Wisconsin has state legislation around cord blood education that only mandates/encourages physicians to educate expectant parents about public donation of cord blood. The Wisconsin bill was enacted 15 Dec. 2005 and became effective 30 Dec. 2005.
- Why is it important to choose a Family Bank that is accredited?
The Parent's Guide to Cord Blood Foundation recommends that parents select a Family Bank whose laboratory has been inspected and accredited by an accreditation agency specific to cord blood banking, as this provides a degree of quality assurance.
In some countries, national regulations hold Family Banks to the same standards as Public Banks, so an independent accreditation is not necessary (Examples: Germany, Israel). But in most countries the federal requirements for Family Banks are not as strict as Public Banks, and then a voluntary accreditation is desirable. For example, in the United States the FDA registers and inspects Family banks, but does not require them to have a BLA License like Public Banks.
Caveat: The process of registering with an accreditation agency and getting inspected can take a year, so it is understandable if a brand new lab does not have an accreditation yet.
- If I donate my baby's cord blood, will that child have free access to cord blood for a transplant?

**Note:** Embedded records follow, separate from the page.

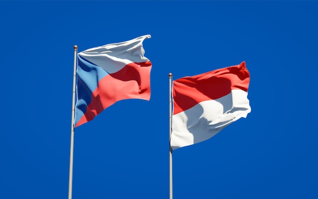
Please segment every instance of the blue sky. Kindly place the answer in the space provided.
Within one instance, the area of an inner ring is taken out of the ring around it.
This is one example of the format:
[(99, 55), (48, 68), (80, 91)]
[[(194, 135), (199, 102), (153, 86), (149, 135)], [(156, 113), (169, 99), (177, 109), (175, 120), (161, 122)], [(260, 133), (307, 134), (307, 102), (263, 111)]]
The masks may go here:
[(240, 64), (251, 112), (173, 152), (174, 198), (316, 198), (317, 1), (1, 1), (0, 198), (68, 192), (73, 46), (150, 34), (149, 101), (75, 129), (73, 198), (169, 198), (169, 73)]

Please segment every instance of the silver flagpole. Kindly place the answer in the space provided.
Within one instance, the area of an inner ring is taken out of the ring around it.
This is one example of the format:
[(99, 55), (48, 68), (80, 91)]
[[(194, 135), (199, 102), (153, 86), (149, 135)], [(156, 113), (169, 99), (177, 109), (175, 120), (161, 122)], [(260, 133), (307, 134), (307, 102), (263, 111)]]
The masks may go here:
[(74, 66), (73, 74), (73, 96), (72, 100), (72, 124), (71, 124), (71, 147), (70, 150), (70, 174), (69, 176), (69, 199), (72, 198), (73, 180), (73, 157), (74, 149), (74, 116), (75, 115), (75, 84), (76, 81), (76, 56), (77, 46), (74, 46)]
[[(172, 100), (171, 88), (172, 87), (172, 74), (169, 73), (169, 143), (171, 139), (171, 122), (172, 120)], [(170, 145), (169, 150), (169, 189), (170, 199), (172, 199), (172, 148)]]

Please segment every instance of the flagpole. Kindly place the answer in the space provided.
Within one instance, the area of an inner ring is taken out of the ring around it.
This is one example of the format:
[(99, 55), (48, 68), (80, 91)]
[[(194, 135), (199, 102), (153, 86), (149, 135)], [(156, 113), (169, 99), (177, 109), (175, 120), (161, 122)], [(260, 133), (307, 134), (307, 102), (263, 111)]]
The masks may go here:
[(73, 96), (72, 99), (72, 122), (71, 125), (71, 146), (70, 150), (70, 173), (69, 176), (69, 199), (72, 198), (73, 181), (73, 159), (74, 148), (74, 116), (75, 115), (75, 84), (76, 81), (76, 55), (77, 46), (74, 46), (74, 65), (73, 74)]
[[(169, 73), (169, 146), (171, 139), (171, 122), (172, 120), (172, 100), (171, 99), (171, 88), (172, 87), (172, 74)], [(169, 149), (169, 189), (170, 199), (172, 199), (172, 149), (170, 146)]]

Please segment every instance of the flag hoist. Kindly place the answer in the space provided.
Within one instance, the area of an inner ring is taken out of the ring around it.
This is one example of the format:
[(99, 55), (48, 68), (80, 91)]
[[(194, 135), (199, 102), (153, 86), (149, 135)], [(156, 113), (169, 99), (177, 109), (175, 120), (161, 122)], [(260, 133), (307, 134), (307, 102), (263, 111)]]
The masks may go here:
[(150, 37), (146, 35), (78, 53), (77, 46), (74, 46), (69, 199), (72, 192), (74, 128), (119, 100), (150, 100), (152, 64), (144, 56), (143, 42)]
[(76, 84), (76, 56), (77, 46), (74, 46), (74, 65), (73, 74), (73, 93), (72, 97), (72, 122), (71, 124), (71, 145), (70, 149), (70, 172), (69, 174), (69, 199), (72, 198), (73, 180), (73, 160), (74, 150), (74, 121), (75, 116), (75, 86)]
[(233, 122), (246, 118), (251, 110), (247, 99), (249, 73), (245, 62), (182, 77), (173, 81), (172, 85), (172, 77), (169, 74), (170, 199), (173, 150), (209, 139)]

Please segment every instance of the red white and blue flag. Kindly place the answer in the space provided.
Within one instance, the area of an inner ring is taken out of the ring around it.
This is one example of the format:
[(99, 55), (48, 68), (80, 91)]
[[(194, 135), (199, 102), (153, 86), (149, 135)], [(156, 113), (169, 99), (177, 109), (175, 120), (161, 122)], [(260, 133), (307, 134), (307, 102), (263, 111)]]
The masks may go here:
[(144, 56), (145, 35), (78, 54), (75, 127), (92, 120), (116, 102), (149, 100), (151, 63)]
[(173, 81), (172, 150), (207, 140), (251, 110), (243, 62)]

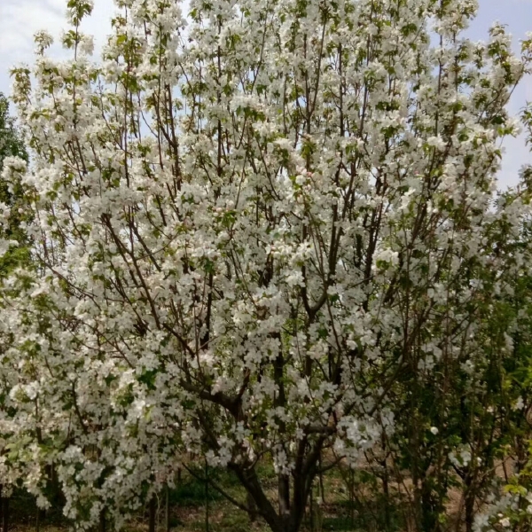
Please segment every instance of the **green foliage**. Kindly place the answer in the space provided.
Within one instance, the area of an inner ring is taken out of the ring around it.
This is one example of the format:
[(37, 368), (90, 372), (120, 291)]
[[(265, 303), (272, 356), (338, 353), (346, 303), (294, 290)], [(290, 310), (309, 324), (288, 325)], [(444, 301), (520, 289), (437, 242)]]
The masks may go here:
[[(0, 174), (4, 168), (4, 160), (7, 157), (20, 157), (27, 162), (27, 152), (17, 130), (14, 120), (9, 114), (9, 102), (7, 98), (0, 93)], [(24, 212), (23, 192), (18, 183), (10, 184), (0, 180), (0, 202), (6, 204), (11, 208), (10, 224), (4, 228), (3, 238), (6, 239), (26, 240), (22, 222), (27, 221), (27, 215)], [(0, 258), (0, 278), (4, 278), (9, 271), (29, 260), (29, 251), (27, 247), (19, 246), (11, 248)]]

- No. When a mother signs the Informed Consent to donate cord blood, she gives up any guaranteed access to that blood. The blood may not be banked, and if it is banked, it may be released to some one else. There have been cases where families needed their child's cord blood and got it back from a public bank, but it is important to realize there are no guarantees of access to donated cord blood. Cord blood donors also do not receive guarantees of priority treatment or waived fees if your child later needs a donor. The reward for donating cord blood is the possibility that your baby may Be The Match that saves a life.
- How much blood and stem cells does a typical umbilical cord hold?
The median size of cord blood collections in family banks is 60mL or 2 ounces. That small volume of liquid corresponds to 470 million Total Nucleated Cells (TNC) or 1.8 million cells that test positive for the stem cell marker CD34. Thus, most healthy full-term babies have over a million blood-forming stem cells in their umbilical cord blood. By comparison, most public cord blood banks will only keep collections that are much bigger than average, and throw out the donations that are below a threshold of a billion TNC, corresponding to a blood volume of about 90-100 mL or 3 ounces.